Let $X$ be a locally compact Hausdorff space and suppose that $C_0(X)$ is separable w.r.t the uniform metric. Then $X$ is metrizable and separable.
I'm reading a proof of this statement that goes like this: let $X^*$ denote the one-point compactification of $X$ and note that $C(X^*)$ is separable w.r.t the uniform metric. By some standard results, $X^*$ is thus metrizable, hence $X$ is metrizable and separable.
I don't get why "$C_0(X)$ is separable" implies "$C(X^*)$ is separable". Letting $(f_n)$ be a dense sequence in $C_0(X)$, each $f_n$ can be continuously extended to a function $f_n^*\in C(X^*)$ with $f_n^*(\infty)=0$. Given $g\in C(X^*)$ and $\epsilon>0$, if $g(\infty)=0$ then $g$ is clearly approximated by some $f_n^*$. However, if $g(\infty)\neq 0$, I'm stuck.
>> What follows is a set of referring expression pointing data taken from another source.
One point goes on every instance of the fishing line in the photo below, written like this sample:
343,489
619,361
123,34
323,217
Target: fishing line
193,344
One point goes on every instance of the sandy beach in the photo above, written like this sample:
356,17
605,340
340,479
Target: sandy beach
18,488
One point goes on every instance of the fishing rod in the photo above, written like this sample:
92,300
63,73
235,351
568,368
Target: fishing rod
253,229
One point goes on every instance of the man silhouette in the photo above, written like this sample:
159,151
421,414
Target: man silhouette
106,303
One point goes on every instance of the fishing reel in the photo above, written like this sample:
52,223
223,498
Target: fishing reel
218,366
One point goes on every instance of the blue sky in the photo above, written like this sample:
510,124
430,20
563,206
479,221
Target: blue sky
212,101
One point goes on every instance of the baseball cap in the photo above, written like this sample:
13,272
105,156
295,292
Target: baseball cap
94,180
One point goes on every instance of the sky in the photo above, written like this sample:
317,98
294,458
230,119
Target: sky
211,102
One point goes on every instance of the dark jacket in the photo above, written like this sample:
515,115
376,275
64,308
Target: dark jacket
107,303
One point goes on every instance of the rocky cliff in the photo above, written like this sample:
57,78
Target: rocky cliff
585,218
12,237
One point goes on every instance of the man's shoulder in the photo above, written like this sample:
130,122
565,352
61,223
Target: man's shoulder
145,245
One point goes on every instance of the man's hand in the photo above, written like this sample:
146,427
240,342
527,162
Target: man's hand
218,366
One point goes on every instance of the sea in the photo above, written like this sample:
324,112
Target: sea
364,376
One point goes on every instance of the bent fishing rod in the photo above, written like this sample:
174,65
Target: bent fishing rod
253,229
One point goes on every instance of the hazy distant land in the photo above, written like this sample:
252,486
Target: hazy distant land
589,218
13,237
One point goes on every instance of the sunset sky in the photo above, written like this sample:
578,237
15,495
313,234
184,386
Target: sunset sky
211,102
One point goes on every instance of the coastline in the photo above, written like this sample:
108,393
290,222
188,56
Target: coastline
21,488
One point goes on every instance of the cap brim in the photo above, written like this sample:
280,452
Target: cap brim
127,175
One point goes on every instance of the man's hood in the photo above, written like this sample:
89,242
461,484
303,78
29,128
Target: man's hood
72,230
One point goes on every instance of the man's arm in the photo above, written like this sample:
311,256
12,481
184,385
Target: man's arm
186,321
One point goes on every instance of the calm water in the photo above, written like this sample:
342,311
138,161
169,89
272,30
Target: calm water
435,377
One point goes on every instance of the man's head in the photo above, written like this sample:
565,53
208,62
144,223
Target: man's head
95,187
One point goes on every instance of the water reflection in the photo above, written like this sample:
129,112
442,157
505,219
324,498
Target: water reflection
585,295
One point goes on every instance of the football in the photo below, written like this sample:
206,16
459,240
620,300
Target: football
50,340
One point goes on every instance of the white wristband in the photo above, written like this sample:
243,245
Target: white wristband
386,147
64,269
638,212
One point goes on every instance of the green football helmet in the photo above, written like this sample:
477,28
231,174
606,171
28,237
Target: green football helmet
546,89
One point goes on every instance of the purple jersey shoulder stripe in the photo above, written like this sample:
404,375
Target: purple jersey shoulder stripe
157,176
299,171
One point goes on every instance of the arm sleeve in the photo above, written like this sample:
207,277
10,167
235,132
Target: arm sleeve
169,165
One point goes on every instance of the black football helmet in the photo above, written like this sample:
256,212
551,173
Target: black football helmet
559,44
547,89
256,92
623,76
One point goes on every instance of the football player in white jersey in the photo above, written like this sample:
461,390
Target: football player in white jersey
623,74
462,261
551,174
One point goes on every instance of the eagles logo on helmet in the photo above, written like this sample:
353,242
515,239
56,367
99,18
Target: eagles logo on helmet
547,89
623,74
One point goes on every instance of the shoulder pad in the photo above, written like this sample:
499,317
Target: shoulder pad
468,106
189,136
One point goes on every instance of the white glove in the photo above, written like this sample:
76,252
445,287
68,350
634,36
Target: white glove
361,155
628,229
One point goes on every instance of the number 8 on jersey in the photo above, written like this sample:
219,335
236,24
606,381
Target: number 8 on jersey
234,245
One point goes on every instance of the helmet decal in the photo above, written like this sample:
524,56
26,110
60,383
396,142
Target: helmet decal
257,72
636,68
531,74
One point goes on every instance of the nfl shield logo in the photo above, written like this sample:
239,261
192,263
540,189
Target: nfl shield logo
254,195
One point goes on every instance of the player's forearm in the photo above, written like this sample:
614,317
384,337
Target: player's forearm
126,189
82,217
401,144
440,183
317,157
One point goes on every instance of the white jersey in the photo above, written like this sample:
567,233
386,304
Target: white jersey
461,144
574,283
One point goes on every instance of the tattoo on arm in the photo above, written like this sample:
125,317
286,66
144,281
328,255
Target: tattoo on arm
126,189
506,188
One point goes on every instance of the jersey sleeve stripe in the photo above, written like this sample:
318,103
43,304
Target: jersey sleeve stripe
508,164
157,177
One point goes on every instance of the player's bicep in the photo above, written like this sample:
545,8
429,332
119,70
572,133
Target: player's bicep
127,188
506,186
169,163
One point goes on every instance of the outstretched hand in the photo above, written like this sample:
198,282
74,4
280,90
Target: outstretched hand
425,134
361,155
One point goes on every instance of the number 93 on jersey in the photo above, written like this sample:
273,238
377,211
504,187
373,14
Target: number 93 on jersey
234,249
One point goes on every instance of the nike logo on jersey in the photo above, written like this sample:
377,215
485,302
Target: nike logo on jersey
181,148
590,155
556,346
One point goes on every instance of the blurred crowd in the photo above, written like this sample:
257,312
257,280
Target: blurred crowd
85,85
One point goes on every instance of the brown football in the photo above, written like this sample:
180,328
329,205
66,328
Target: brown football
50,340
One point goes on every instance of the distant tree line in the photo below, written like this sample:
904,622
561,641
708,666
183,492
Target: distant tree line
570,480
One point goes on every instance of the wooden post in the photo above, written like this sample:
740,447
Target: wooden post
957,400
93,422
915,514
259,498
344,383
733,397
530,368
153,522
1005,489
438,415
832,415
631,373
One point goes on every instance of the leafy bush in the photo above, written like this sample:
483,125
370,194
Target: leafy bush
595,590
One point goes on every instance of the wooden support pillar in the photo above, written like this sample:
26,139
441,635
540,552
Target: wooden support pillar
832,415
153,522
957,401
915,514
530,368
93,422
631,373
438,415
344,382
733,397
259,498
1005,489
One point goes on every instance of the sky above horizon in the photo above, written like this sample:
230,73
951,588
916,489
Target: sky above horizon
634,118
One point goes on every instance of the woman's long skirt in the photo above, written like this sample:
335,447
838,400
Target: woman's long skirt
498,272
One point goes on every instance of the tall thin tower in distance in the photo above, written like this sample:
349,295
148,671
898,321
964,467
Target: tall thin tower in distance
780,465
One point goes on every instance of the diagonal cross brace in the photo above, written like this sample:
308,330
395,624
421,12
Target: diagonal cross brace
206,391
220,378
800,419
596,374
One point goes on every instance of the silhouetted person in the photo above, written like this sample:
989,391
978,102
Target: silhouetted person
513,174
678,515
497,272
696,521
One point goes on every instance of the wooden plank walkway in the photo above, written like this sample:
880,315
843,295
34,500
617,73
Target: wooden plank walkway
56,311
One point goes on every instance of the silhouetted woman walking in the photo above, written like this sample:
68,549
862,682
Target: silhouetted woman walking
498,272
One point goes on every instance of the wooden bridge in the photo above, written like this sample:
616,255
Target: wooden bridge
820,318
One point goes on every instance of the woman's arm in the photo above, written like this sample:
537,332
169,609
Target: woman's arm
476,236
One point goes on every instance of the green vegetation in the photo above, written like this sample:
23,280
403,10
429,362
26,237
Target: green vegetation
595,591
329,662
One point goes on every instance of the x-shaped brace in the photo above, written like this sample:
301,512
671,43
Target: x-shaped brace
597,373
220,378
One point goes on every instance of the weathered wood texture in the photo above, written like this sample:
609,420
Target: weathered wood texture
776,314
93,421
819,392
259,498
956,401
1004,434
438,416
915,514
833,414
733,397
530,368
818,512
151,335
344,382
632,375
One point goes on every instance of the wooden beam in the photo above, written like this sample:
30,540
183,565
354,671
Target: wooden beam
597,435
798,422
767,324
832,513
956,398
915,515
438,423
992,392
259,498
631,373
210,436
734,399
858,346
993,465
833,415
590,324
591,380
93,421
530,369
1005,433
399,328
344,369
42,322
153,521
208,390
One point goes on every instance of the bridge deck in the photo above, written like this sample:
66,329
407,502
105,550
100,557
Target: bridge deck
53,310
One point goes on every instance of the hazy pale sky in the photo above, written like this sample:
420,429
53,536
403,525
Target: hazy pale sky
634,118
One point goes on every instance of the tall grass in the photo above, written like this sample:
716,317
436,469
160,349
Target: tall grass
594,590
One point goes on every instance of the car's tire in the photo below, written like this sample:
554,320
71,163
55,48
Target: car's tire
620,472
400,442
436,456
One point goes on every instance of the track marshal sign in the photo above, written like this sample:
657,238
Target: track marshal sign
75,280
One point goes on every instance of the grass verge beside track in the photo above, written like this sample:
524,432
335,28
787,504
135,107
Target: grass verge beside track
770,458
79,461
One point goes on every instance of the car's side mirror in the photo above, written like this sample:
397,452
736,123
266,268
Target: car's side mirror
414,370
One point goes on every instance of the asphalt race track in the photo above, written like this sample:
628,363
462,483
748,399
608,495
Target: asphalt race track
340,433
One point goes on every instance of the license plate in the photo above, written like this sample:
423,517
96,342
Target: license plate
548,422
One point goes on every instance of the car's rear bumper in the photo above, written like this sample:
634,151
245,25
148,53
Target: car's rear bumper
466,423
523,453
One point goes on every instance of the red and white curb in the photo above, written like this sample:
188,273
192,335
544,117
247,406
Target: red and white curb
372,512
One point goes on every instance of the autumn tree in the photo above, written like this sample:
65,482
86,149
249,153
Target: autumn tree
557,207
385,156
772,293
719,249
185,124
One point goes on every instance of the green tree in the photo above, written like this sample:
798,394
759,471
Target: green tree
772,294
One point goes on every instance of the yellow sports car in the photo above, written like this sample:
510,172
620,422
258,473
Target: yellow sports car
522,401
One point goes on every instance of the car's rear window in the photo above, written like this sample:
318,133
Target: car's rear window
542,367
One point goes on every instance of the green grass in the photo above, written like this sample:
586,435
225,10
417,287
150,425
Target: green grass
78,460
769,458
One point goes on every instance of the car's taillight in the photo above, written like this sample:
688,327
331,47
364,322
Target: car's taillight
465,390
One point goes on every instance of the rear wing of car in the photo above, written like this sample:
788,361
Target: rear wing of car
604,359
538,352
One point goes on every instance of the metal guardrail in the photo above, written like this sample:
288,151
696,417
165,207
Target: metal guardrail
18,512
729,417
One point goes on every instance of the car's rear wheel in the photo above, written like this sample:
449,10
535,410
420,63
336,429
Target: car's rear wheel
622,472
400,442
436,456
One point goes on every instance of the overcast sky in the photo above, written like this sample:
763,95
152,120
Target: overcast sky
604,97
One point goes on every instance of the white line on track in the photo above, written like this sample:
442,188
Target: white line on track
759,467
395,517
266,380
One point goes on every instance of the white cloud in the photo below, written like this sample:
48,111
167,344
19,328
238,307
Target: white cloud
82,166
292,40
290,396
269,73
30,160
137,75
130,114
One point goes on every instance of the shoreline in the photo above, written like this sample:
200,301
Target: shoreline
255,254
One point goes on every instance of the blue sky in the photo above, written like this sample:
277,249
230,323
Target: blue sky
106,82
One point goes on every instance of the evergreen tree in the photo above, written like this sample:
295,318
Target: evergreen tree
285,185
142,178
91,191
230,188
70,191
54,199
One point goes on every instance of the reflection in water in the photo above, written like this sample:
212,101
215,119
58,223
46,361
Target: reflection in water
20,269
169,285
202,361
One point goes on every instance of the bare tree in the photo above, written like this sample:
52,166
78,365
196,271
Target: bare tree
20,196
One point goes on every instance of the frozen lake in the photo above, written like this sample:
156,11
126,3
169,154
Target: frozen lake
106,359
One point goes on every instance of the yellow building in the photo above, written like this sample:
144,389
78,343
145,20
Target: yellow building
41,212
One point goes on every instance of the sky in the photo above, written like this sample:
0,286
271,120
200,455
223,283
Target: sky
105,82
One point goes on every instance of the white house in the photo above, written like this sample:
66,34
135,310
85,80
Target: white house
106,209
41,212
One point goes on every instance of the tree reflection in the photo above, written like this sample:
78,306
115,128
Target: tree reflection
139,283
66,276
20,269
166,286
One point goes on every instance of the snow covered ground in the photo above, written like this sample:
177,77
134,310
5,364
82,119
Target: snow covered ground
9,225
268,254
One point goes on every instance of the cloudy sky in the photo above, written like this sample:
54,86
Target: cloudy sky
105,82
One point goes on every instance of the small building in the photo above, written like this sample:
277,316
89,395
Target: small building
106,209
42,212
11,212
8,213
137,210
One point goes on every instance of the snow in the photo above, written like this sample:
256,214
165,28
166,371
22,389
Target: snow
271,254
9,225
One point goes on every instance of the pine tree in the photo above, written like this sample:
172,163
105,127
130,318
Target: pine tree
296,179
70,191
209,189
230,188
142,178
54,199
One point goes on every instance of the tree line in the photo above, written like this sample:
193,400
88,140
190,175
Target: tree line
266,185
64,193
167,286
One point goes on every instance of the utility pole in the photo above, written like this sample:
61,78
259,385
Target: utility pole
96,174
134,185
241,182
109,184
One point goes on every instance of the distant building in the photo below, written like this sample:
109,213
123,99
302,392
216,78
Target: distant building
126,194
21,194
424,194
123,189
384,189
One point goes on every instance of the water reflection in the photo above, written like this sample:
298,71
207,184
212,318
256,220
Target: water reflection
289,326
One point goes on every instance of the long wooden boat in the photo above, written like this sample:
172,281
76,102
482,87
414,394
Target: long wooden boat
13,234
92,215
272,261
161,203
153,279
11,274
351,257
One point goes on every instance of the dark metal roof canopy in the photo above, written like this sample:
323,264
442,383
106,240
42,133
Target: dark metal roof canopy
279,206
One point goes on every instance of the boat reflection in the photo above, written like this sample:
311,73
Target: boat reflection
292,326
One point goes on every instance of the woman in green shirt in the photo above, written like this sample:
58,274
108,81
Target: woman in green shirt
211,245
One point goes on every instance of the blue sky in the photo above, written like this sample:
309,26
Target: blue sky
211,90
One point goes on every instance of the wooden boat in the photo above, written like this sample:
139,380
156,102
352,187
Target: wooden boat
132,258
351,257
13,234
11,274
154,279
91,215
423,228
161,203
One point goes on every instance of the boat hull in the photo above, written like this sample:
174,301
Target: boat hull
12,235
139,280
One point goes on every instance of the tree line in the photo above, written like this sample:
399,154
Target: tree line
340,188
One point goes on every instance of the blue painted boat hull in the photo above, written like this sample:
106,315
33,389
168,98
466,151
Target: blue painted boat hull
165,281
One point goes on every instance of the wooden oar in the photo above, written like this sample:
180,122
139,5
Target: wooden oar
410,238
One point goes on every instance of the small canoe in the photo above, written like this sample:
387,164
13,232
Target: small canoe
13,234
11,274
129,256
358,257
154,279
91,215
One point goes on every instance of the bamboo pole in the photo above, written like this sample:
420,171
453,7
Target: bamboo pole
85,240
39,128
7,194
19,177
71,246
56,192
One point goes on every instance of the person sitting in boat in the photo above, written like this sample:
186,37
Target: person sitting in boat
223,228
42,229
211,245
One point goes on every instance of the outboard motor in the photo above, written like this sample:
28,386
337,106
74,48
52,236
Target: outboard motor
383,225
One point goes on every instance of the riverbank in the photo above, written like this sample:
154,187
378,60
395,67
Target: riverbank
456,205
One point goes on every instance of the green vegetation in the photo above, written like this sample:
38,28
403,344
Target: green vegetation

Note that $C(X^*)=C_0(X)\oplus\Bbb R$ and the product of separable spaces is separable. More concrete: let $g\in C(X^*)$. Let $\alpha\in\Bbb Q$ such that $|g(\infty)-\alpha|<\frac{\varepsilon}{2}$ and $n$ such that $\|(g-g(\infty))-f_n\|<\frac{\varepsilon}{2}$ (note that $g-g(\infty)\in C_0(X)$). Then $$\|g-(f_n+\alpha)\|\leq\|(g-g(\infty))-f_n\|+|g(\infty)-\alpha|<2\frac{\varepsilon}{2}=\varepsilon$$ Thus the countable set $(f_n+\alpha)_{n\in\Bbb N,\alpha\in\Bbb Q}$ is dense in $C(X^*)$.